You may of course be asking yourself why I’m writing this instead of getting on with work, but the question contains it’s own answer. Most things are better than work, and blogging certainly beats typing up notes on growing wheat. If you ploughed up Wembley Stadium, which wouldn’t be a bad thing in my opinion, you could grow enough wheat to make a sandwich for every member of a capacity crowd. The only problem there is that if you grew wheat on the field you wouldn’t get a capacity crowd. Nobody has spotted that so far.

Now, this is possibly an interesting fact when you first hear it, but I’ve heard it more than once now. I’ve also told them that one of our fields will produce wheat to make two pancakes for every inhabitant of Nottingham and made various other calculations based on the towns and schools that people come from. Using information off the internet I even calculated that the woodland we are planting would absorb the emissions from several thousand cars.

Yes, I did say “using information off the internet”. Some of you will have spotted the flaw there. Garbage in, garbage out, as they say. I repeated an error found in several internet articles and produced a calculation that suggested we could solve the problem of global warming by all planting window boxes. This sounded a bit extreme so I did more research.

It seems I was wrong by a factor of several thousand.

I now have 71 hours left and Tim has just come in to tell me that one of the tents has broken in the wind, specifically the tent I’m supposed to be using at the weekend. Will be back later to put photos on.
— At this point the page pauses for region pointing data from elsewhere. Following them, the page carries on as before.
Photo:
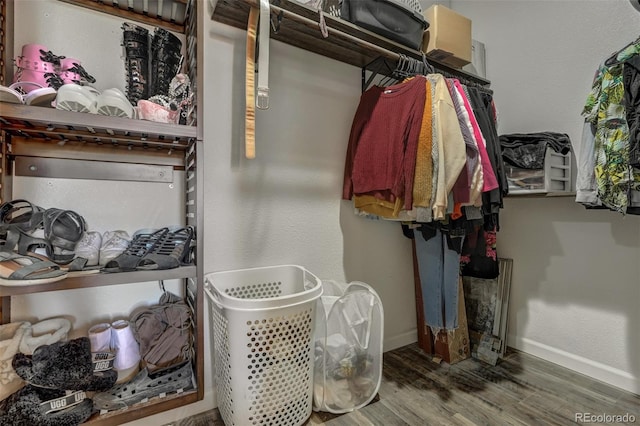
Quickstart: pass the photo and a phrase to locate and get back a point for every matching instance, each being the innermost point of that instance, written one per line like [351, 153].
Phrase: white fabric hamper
[263, 330]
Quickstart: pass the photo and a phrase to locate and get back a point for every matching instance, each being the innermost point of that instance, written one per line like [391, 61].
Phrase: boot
[136, 49]
[166, 60]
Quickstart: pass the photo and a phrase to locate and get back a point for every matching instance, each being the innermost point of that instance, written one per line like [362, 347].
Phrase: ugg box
[448, 38]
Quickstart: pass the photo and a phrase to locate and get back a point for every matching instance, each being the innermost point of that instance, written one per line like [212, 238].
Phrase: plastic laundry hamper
[263, 325]
[348, 347]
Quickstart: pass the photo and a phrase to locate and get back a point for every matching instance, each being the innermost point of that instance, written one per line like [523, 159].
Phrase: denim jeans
[439, 269]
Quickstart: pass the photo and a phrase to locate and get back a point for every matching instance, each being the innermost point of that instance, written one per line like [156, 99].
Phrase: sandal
[21, 214]
[40, 96]
[62, 230]
[172, 250]
[19, 270]
[18, 218]
[146, 385]
[142, 244]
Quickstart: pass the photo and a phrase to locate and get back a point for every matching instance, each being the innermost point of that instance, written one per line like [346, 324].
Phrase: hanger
[613, 58]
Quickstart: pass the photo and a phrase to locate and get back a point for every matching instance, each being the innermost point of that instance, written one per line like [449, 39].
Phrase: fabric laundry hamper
[348, 347]
[263, 324]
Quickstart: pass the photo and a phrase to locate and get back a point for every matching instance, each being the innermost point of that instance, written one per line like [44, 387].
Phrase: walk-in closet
[256, 169]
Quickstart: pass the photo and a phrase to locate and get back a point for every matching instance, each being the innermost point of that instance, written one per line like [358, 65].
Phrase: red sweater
[385, 153]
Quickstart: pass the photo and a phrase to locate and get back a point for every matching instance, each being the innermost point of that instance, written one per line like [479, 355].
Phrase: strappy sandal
[171, 251]
[62, 230]
[21, 214]
[142, 244]
[19, 270]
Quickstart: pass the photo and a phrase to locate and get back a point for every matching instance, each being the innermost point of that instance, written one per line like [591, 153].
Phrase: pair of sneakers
[78, 98]
[99, 249]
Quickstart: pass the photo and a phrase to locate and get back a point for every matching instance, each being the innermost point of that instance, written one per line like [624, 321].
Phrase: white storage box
[348, 347]
[263, 324]
[553, 178]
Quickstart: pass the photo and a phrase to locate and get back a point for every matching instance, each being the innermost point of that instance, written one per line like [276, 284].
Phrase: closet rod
[277, 10]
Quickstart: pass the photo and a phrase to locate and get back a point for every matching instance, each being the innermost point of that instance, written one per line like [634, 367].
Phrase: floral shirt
[605, 110]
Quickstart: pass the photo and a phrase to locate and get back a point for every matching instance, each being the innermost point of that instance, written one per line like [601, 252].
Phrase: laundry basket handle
[213, 293]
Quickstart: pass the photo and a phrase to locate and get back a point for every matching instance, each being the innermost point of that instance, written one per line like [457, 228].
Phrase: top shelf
[39, 122]
[171, 15]
[346, 43]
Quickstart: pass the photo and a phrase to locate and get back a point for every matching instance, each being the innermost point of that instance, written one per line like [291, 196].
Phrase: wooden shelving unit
[35, 138]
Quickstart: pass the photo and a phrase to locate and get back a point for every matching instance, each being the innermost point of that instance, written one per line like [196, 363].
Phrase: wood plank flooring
[520, 390]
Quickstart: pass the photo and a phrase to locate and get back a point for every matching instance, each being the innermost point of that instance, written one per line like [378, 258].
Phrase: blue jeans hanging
[438, 257]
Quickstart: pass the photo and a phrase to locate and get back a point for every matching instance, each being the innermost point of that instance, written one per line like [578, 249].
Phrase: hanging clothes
[425, 152]
[616, 179]
[384, 161]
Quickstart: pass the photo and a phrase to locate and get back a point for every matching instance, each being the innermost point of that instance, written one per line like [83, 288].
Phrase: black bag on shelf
[393, 19]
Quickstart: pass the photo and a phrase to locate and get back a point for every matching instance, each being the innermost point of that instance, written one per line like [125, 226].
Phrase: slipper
[40, 96]
[114, 103]
[73, 97]
[63, 365]
[19, 270]
[32, 405]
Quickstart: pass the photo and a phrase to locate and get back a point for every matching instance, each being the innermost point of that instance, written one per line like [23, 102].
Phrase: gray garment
[586, 191]
[471, 147]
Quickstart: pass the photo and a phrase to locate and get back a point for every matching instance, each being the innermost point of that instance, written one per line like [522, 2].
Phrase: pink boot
[38, 65]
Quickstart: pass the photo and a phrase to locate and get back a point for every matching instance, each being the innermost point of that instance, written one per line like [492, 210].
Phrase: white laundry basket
[263, 325]
[348, 347]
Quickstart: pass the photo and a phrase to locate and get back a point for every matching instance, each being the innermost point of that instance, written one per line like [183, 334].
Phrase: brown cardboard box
[448, 38]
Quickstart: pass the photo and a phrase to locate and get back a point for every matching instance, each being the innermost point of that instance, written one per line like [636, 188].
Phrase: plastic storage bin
[348, 347]
[263, 324]
[555, 177]
[393, 19]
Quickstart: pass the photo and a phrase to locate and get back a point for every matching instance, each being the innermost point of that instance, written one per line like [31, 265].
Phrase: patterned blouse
[605, 110]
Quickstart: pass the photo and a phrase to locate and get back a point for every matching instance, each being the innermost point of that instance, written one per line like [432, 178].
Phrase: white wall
[576, 275]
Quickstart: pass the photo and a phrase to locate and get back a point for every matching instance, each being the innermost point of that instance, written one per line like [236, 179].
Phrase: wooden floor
[520, 390]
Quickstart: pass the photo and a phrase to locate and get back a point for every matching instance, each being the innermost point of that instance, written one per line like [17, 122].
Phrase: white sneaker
[89, 247]
[113, 102]
[113, 244]
[73, 97]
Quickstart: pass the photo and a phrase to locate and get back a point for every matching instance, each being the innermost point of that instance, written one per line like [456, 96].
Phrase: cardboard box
[448, 38]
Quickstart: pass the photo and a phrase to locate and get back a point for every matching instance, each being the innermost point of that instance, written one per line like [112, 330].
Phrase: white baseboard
[397, 341]
[613, 376]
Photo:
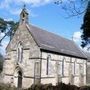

Later: one pole is bent and another went through the roof of the tent. It’s fixable but we really could have done without spending the time on it.

OLYMPUS DIGITAL CAMERA

Meanwhile the runner beans are suffering in the wind. I’ll try to save what I can but I’m going to plant replacements in the polytunnel tonight – fortunately I have toilet roll tubes in the back of the car.

That’s probably the oddest closing sentence I’ve ever used.